Böbrek hastalığına, böbrek taşlarına ve böbrek yetmezliğine ne sebep olur?
Vücudumuzun kanı filtrelemenin ve toksinleri vücuttan temizlemenin farklı yolları vardır ve böbrekler bu filtrasyon sisteminde önemli bir rol oynar. Toksinler vücudumuza girdiğinde, önce karaciğerde işlenir ve daha sonra toksinler eliminasyon için böbreklere ve bağırsak yoluna geçirilir.
Böbrekler, dış ve iç “kalın bir cilde” sahip olan ve işlenmiş zehirleri mesane yoluyla vücuttan güvenli bir şekilde çıkarılana kadar toplayıp içermelerini sağlayan güçlü bir kese gibidir. Eliminasyondan önce böbrek içinde önemli miktarda zehir saklandığını ve bu zehirlerin çok fazla zarar vereceği vücut bölgelerinden uzak tutulduğunu fark etmek önemlidir .
Genellikle böbrek hastalığının nedeninin yüksek tansiyon, diyabet veya böbreklerde yaralanma olduğu söylenir. Yüksek tansiyon ve diyabet böbrekleri olumsuz etkilemekle birlikte, böbrek hastalığına neden olmazlar. Böbreklerin fiziksel olarak yaralanması (örneğin bir araba kazası veya böbreklere doğrudan darbe), kesinlikle böbrekleri zayıflatabilir ve sorunlara yol açabilir, ancak genellikle böbreklere zarar veren yaralanma türü ilaca bağlı hasardır.

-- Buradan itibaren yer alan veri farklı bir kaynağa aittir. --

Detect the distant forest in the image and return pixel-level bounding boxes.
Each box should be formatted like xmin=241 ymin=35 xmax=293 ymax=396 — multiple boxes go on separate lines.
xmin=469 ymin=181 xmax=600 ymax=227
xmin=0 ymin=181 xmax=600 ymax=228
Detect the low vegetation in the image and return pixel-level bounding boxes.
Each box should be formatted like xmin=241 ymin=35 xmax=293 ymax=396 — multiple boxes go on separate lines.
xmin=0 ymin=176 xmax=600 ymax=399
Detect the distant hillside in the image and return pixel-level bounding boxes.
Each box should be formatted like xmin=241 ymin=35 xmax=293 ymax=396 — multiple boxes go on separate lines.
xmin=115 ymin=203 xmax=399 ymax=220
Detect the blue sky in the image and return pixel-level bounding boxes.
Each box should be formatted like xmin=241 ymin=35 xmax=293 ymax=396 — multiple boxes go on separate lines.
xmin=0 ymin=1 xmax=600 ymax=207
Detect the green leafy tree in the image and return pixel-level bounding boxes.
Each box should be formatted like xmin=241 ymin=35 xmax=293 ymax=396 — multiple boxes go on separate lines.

Hepimiz çoğu ilacın toksik bir tarafı olduğunu biliyoruz, ancak toksisitenin zamanla nasıl arttığının genellikle farkında değiliz. İlaçlar yardımcı olabilse de, özellikle böbrekler için reçete edilmeyen ilaçların ilaç tedavisinin neden olduğu toksik yükü denemek ve azaltmak önemlidir. Uzun süreli ilaç kullanıyorsanız, doktorunuza hangi ilaçların en az önemli olduğunu ve hangilerinin diyet veya otlardaki bir değişiklikle değiştirilebileceğini sorun. Düşürebileceğimiz veya ortadan kaldırabileceğimiz herhangi bir ilaç böbreklere büyük fayda sağlayacaktır.

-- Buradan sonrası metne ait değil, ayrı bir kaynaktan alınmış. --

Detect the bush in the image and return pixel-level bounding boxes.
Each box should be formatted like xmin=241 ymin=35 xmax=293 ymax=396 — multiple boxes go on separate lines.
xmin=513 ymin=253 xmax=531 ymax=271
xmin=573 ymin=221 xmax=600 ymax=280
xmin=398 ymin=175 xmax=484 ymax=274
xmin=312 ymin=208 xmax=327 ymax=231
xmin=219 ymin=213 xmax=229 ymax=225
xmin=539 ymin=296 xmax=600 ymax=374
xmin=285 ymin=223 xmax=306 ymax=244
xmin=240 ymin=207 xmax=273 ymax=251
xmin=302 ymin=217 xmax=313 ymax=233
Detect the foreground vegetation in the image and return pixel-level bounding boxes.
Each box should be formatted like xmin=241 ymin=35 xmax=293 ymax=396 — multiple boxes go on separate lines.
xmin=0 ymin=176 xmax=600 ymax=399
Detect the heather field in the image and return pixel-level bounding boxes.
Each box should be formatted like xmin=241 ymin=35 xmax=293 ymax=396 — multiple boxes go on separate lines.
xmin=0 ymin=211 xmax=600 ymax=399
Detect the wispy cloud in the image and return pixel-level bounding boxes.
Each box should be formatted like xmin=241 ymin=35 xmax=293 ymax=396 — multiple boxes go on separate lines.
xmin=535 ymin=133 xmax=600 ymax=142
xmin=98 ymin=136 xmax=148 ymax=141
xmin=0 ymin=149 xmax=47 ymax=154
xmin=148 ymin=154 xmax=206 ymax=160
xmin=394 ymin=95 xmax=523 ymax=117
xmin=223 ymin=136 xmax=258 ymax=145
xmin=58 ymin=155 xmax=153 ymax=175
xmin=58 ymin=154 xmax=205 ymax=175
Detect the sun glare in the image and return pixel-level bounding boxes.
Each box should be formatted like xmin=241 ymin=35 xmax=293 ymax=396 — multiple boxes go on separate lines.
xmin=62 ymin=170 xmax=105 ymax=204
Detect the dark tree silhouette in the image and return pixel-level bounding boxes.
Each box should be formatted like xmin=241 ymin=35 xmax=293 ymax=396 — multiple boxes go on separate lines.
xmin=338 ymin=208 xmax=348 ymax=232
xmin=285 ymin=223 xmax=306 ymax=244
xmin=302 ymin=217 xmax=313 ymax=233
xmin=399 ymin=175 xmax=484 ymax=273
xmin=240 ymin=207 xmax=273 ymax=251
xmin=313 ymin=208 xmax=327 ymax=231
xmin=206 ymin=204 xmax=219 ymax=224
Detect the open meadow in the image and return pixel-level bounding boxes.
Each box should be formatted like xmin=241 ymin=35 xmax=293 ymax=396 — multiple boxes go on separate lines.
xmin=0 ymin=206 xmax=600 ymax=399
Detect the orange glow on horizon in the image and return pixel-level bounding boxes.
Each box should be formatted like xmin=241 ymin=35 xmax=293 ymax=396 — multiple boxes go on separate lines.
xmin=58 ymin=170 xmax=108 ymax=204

Böbrek hastalığına neden olabilecek bir dizi İnsan Herpes Virüsü (HHV) vardır. HHV6 ve HHV7 gibi bazılarına daha aşina olduğumuz ve HHV10, 11 ve 12 gibi daha az bilinen birçok HHV suşu vardır, bu virüslerin bazı yönleri henüz tam olarak anlaşılamamıştır ve bir virüsün böbreklerde aktif olup olmadığını teşhis etmek zordur. Böbrek problemleri ortaya çıktığında, viral yükü azaltmak için antiviral bir rejimi uyarlamak akıllıca olacaktır. Bu, böbrek hastalığının gelişmesini önleyebilir ve zaten tehlikeye girmiş bir böbreğin iyileşmesine yardımcı olabilir.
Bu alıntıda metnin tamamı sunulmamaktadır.